Shining A Different Kind of Light

A quaint Black-owned tea shop anchors the up-and-coming Southside neighborhood

By: BRIANA BARNER

“Excuse me a second,” says Kimberly Bailey, the owner of KimBee’s, a gourmet tea shop located in Greensboro’s Southside neighborhood, “I have to blow up balloons.” The balloons, a bouquet of brown, yellow and clear ones, are for a client.

KimBee’s is one of many pieces of this puzzle that makes up the Southside neighborhood, located west of South Elm Street and east of Lee Street. It is a small shop, decorated with a yellow and red color scheme, with walls lined with tea.  The  furniture that seems made of wrought iron.

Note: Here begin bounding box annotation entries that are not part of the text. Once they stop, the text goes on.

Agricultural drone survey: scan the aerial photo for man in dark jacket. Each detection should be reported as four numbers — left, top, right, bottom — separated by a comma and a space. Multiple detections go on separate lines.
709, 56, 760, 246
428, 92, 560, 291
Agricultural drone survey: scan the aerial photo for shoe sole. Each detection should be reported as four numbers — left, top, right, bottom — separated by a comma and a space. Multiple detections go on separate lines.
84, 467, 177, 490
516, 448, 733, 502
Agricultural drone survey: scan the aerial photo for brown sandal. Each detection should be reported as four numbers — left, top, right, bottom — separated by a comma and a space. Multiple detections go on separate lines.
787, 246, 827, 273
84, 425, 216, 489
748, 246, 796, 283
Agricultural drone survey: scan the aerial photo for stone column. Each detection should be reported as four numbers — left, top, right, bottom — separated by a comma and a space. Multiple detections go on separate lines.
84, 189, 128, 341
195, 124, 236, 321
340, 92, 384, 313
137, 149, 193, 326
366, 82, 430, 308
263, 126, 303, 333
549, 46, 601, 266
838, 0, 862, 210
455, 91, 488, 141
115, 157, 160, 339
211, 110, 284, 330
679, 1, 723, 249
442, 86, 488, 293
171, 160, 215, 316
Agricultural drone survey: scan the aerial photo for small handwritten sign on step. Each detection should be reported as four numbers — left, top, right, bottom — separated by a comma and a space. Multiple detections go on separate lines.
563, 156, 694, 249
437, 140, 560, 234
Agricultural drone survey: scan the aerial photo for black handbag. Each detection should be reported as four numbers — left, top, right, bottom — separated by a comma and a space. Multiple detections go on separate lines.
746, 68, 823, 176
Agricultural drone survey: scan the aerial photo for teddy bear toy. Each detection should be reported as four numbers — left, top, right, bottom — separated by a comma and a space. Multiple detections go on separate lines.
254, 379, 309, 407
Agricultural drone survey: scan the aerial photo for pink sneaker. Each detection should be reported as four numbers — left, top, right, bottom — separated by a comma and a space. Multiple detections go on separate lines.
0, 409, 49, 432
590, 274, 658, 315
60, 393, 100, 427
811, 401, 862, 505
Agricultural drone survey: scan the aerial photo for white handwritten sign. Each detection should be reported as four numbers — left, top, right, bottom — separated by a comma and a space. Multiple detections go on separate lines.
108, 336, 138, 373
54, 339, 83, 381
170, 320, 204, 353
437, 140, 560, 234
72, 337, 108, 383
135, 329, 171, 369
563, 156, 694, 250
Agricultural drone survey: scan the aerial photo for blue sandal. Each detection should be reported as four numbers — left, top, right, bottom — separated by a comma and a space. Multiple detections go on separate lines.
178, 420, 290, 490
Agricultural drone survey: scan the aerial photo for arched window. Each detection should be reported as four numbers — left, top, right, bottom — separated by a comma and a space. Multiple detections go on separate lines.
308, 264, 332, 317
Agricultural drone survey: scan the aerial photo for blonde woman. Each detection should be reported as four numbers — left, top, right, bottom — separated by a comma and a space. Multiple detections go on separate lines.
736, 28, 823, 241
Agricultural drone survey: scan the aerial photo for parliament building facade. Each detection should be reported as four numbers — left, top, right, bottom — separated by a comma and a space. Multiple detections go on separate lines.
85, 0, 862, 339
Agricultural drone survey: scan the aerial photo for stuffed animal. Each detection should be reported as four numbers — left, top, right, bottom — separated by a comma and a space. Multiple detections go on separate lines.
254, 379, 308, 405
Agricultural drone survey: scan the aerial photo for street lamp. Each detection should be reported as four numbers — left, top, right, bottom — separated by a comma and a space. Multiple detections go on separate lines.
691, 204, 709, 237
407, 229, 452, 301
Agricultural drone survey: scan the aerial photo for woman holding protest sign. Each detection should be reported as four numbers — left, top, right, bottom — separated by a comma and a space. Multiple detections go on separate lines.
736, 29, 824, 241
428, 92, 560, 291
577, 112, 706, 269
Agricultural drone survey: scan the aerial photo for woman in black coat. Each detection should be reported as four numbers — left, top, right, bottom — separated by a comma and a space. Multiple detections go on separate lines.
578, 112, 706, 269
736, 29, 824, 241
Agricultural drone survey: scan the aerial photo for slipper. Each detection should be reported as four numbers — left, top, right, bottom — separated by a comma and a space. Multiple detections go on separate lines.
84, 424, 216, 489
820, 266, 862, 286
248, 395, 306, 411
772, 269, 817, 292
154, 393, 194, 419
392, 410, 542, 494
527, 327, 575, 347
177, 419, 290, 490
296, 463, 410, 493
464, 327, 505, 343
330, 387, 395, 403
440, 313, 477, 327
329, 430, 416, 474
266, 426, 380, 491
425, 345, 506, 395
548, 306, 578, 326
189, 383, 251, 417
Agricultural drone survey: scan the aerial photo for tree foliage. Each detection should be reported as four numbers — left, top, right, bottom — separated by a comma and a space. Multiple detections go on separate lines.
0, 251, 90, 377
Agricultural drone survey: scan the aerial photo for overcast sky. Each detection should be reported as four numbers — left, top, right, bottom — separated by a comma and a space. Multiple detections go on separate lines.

The neighborhood is one of the reasons why the A&T grad chose to return to Greensboro from California to begin her business, then Basketdoodles, in 2005. She remembers a time when the Southside didn’t feel too much like a neighborhood. “It definitely wasn’t a place where you walked down the street,” she laughs. “There would be prostitutes walking down the street. I didn’t come down here when I went to A&T.”

It’s hard to picture that dismal description of the community. But as late as the early 1990s, the neighborhood, which was once one of Greensboro’s affluent areas, suffered from blight. The revitalization project has brought it back to life. Now shops and historic houses line the streets of this neighborhood. The lights shine differently over here. No really—they do. Just check out the lampposts. Bailey says that the historic lampposts that decorate the streets are indicators of the revitalization that the neighborhood has or will receive.

“Southside brings together a diverse group of people, the majority of whom are not from here. It offers affordable home ownership. It makes you an entrepreneur in your own right,” Bailey says.

She says that she prayed for a live/work space and saw the potential in the neighborhood when the revitalization project first begun. Now she rents out an apartment above her garage and enjoys living above her business. “I love the commute,” she says with a smile. “The only downfall is that you’re always here.”

“KimBee’s [offers] what this neighborhood stands for—togetherness, fellowship. You can relax; get on the Internet, read a book. It’s elegant. It’s like bringing Madison Avenue to Greensboro,” Bailey states. “A customer came in and said, ‘I don’t know whether to sit down or bow.”